Bengalon is an administrative district (kecamatan) within East Kutai Regency, in East Kalimantan Province of Indonesia. According to the 2010 census, Bengalon was inhabited by 22,698 people, which rose to 45,314 at the 2020 Census, but fell back to 44,397 in mid 2024 according to the official estimates.

Bengalon was formed on 16 July 1999 from the northern parts of Sangatta. It is the location of the Bengalon coal mine.
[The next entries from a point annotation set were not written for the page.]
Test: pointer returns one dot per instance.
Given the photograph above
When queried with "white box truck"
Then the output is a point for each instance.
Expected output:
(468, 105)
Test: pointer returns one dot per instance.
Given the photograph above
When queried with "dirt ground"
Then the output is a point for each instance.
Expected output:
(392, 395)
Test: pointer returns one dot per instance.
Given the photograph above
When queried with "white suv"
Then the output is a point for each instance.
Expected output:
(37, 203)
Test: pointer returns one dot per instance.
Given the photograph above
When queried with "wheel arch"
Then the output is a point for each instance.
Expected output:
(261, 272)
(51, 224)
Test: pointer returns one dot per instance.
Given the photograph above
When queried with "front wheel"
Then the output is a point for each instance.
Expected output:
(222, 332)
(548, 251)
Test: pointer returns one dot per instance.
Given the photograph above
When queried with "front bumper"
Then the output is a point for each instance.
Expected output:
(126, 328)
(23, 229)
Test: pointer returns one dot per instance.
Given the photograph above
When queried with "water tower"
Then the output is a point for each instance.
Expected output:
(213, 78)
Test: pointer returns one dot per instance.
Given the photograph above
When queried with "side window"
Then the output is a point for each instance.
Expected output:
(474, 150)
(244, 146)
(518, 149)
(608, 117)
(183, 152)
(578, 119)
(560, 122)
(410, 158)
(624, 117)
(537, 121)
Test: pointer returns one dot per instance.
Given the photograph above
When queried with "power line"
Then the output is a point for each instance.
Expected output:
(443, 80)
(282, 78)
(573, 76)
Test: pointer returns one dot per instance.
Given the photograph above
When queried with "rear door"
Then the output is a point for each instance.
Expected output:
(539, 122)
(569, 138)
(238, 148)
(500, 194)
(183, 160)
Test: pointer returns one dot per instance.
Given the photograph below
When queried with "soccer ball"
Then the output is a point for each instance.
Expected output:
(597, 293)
The administrative centre is in the village of Sepaso.

== Etymology ==
There are several theories surrounding the origin of place name Bengalon:
- From a local corruption of the word bungalow, a type of house;
- from Bungalo Mengkaying, the place where Mahaputri Indra Perwati Dewi and Aji Batara Agung Paduka Nira were married; or
- from bengalon, the name of a tree or fruit, abundant along the Bengalon river.

== Governance ==
=== Villages ===
Bengalon is divided into the following eleven villages (desa):

| Regional code (kode wilayah) | Name | Area (km^{2}) | Population (2020) | Population (2023) | Hamlets (dusun) | RT (rukun tetangga) |
|---|---|---|---|---|---|---|
| 64.08.09.2001 | Sepaso | 36.06 | 9,391 | 9,905 | 6 | 27 |
| 64.08.09.2002 | Sekerat | 269.31 | 3,018 | 3,210 | 3 | 16 |
| 64.08.09.2003 | Keraitan | 278.78 | 332 | 449 | 1 | 2 |
| 64.08.09.2004 | Tepian Langsat | 2,071.76 | 9,634 | 5,044 | 5 | 18 |
| 64.08.09.2005 | Tebangan Lembak | 290.83 | 265 | 432 | 1 | 3 |
| 64.08.09.2006 | East Sepaso (Sepaso Timur) | 125.47 | 4,638 | 4,900 | 6 | 17 |
| 64.08.09.2007 | South Sepaso (Sepaso Selatan) | 234.26 | 2,835 | 2,681 | 4 | 10 |
| 64.08.09.2008 | Muara Bengalon | 97.70 | 2,040 | 1,896 | 3 | 12 |
| 64.08.09.2009 | Tepian Baru | 34.08 | 3,446 | 3,798 | 6 | 20 |
| 64.08.09.2010 | Tepian Indah | 29.90 | 3,115 | 3,200 | 6 | 22 |
| 64.08.09.2011 | West Sepaso (Sepaso Barat) | 31.16 | 6,600 | 6,787 | 5 | 16 |
|  | Totals | 3,429.36 | 45,314 | 42,302 | 52 | 163 |

== Transport ==

Lubuktutung is the port for the export of coal, brought in from Sepaso by a new heavy duty railway to the Bengalon Coal Handling Facility.